The March - June team of Progressio ICS volunteers are the second cycle of volunteers in the community of Nuevo Gualcho, and are continuing the work within the environmental sector. Part of the project is to write a feasiblity study of introducing an eco-tourism route, so that in the near future Nuevo Gualcho can put itself on the map as a hot spot for tourists looking for an authentic and environmentally friendly experience of El Salvadorian culture.
On arriving in Nuevo Gualcho my first impression (which I’m sure my fellow volunteers will reciprocate) is that it’s hot, really hot… and it never stops being hot! The sun will burn you in moments if you give it the chance and being fair skinned as I am, I found myself using up a bottle of sun screen within the first two weeks. Despite the sun, the people of Gualcho seem to stick with it. When breaking rocks to build the Artisan Craft centre, I could easily change my shirt three or four times to avoid looking like I had gone for a swim prior to the work, whereas the national volunteers can just work shirtless without the ever present fear of turning the colour of a lobster.
Nuevo Gualcho is a small community of around 2000 people in the municipality of Usulatan to the east of San Salvador.
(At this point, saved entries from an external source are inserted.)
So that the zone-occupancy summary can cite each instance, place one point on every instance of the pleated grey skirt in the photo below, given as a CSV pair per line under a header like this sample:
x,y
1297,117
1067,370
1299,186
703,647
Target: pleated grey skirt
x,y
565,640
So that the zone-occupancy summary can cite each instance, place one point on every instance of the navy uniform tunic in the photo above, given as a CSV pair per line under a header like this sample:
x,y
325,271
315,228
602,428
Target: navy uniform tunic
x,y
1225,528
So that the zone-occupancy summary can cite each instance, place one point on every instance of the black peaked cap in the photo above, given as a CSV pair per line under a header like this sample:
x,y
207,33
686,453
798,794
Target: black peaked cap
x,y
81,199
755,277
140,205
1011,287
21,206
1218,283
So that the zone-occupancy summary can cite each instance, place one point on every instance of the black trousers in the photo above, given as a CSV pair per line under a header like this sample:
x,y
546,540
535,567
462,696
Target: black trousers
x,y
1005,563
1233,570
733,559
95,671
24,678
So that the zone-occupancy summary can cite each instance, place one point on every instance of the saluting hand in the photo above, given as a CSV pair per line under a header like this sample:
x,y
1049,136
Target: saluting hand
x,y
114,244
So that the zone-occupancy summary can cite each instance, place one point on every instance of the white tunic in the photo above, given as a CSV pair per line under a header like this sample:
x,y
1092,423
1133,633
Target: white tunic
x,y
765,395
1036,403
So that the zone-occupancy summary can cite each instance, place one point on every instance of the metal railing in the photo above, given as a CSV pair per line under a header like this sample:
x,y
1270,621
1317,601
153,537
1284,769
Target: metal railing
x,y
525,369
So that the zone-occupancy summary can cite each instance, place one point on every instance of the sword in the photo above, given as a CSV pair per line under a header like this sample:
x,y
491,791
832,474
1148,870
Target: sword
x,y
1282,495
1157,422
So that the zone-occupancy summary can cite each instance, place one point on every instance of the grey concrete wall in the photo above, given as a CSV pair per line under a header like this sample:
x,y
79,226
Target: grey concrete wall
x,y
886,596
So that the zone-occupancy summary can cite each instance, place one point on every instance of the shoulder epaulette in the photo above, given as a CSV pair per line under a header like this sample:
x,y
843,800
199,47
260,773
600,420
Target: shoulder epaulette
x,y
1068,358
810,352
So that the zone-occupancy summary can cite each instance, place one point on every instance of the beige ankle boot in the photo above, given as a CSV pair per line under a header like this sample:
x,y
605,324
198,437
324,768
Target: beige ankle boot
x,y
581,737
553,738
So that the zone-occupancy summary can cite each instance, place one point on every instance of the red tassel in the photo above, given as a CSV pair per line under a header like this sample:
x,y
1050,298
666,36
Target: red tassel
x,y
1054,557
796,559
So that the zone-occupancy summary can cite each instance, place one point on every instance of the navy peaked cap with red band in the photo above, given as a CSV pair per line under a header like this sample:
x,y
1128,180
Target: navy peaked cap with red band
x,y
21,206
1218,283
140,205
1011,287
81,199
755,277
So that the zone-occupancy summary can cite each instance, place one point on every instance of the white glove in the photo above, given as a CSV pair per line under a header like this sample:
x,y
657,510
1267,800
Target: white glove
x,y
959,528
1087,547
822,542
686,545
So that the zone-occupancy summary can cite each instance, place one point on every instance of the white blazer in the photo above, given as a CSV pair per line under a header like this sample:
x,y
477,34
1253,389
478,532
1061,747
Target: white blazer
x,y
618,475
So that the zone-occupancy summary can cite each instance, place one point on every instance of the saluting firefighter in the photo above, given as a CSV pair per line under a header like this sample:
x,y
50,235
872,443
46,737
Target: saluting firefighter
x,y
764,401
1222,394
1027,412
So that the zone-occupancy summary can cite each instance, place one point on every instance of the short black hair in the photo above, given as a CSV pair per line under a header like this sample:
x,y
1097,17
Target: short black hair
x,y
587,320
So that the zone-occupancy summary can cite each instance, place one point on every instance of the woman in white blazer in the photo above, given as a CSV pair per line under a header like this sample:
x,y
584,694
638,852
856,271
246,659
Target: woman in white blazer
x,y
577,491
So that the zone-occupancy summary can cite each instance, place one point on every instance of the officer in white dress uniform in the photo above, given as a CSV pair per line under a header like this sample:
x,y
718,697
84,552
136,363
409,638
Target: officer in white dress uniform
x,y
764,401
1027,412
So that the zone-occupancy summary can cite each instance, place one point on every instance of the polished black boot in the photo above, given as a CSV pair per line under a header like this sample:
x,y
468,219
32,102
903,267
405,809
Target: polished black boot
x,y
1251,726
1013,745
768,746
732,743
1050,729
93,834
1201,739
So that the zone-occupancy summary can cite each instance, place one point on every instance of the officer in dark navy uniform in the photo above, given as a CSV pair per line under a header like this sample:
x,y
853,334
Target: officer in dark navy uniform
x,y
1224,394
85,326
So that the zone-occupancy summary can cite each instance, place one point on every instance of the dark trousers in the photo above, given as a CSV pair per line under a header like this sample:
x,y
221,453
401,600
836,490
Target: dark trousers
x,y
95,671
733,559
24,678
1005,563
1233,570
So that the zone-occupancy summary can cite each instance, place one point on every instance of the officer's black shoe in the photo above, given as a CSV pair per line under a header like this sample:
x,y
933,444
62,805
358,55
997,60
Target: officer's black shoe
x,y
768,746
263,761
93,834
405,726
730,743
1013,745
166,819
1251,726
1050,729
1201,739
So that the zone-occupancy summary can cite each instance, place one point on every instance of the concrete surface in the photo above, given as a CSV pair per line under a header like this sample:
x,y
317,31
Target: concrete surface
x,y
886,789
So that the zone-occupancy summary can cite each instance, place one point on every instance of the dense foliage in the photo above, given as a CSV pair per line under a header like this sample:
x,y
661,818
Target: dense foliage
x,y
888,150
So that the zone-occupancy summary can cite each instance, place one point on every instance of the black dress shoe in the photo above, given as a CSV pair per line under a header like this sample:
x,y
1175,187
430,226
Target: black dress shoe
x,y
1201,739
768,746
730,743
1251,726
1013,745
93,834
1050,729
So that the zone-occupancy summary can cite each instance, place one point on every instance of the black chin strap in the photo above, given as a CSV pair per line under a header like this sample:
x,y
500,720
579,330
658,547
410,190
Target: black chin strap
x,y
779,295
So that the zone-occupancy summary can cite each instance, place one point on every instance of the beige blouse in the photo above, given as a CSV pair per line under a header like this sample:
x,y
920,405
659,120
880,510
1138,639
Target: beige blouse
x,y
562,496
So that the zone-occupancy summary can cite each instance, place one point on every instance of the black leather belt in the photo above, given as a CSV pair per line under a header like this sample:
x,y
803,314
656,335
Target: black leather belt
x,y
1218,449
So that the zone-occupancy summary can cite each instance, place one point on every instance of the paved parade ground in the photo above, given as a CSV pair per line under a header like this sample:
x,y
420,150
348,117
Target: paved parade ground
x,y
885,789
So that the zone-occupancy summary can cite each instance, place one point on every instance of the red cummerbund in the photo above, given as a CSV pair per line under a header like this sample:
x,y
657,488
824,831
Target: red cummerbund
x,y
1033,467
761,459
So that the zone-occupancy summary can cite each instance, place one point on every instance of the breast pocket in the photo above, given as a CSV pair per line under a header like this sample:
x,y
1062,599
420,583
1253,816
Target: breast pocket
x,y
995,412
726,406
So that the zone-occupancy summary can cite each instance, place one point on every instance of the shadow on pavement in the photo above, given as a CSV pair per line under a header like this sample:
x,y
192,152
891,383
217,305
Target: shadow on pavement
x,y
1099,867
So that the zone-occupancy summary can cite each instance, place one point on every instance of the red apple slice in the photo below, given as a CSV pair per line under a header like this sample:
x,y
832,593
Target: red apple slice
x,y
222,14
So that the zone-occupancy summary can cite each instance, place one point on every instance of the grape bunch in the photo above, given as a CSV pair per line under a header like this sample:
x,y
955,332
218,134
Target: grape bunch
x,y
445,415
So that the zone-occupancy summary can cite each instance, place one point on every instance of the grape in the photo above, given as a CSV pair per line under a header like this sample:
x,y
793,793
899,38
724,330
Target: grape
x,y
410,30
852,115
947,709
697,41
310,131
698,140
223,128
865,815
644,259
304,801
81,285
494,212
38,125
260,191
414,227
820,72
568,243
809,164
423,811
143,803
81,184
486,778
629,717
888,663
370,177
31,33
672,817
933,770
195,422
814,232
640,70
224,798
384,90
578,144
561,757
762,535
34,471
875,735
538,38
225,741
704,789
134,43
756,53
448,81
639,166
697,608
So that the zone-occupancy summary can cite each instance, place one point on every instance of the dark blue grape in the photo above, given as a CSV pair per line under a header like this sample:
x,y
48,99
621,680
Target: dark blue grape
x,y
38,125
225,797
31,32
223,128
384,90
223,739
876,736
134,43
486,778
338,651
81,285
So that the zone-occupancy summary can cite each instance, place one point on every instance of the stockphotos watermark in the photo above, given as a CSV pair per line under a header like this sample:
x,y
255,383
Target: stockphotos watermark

During the civil war of 1980 – 1992, Usulatan was a FMLN (Frente Farabundo Marti para la Liberación Nacional) controlled territory where many people either joined the guerrilla army or were forced to flee to neighbouring Honduras because of the military bombing campaign ‘scorched Earth’. When the civil war came to an end, hundreds of refugees repatriating back to El Salvador from Honduras couldn’t return to their original homes, so set up a new community - Nuevo Gualcho.
Nuevo Gualcho is therefore a community full of history and stories of which the people of the community are eager to share if you are willing to listen. For many of us our host families themselves where involved in the civil war, for example my neighbour and his wife both joined the guerrilla army aged 14 and 16 respectively and proudly tell their stories and share their pictures. It is this history that I feel gives Gualcho such a fantastic opportunity to create a thriving and unique tourist industry for people who want a chance to experience something completely different and learn about a part of the country’s history which takes a completely different form when spoken from the mouths of the people who lived through it. Like Dorita, for instance, she told us the story of her four sons who all fought in the civil war, and of which two tragically died in combat. Despite the sadness, she is proud that they died fighting for something worthwhile, and still told us some stories from the war that made us laugh - like travelling back into El Salvador so that she could spend New Year’s Eve with her daughter in the guerrilla camp she was stationed in, but causing an argument between a man and his wife because she danced with him the whole night long.
From my view point Nuevo Gualcho is a community which one day can share its stories with the people from around the world who want to hear them, and can thrive from its beautiful natural surroundings blending beautifully with the hills and forest that surround it.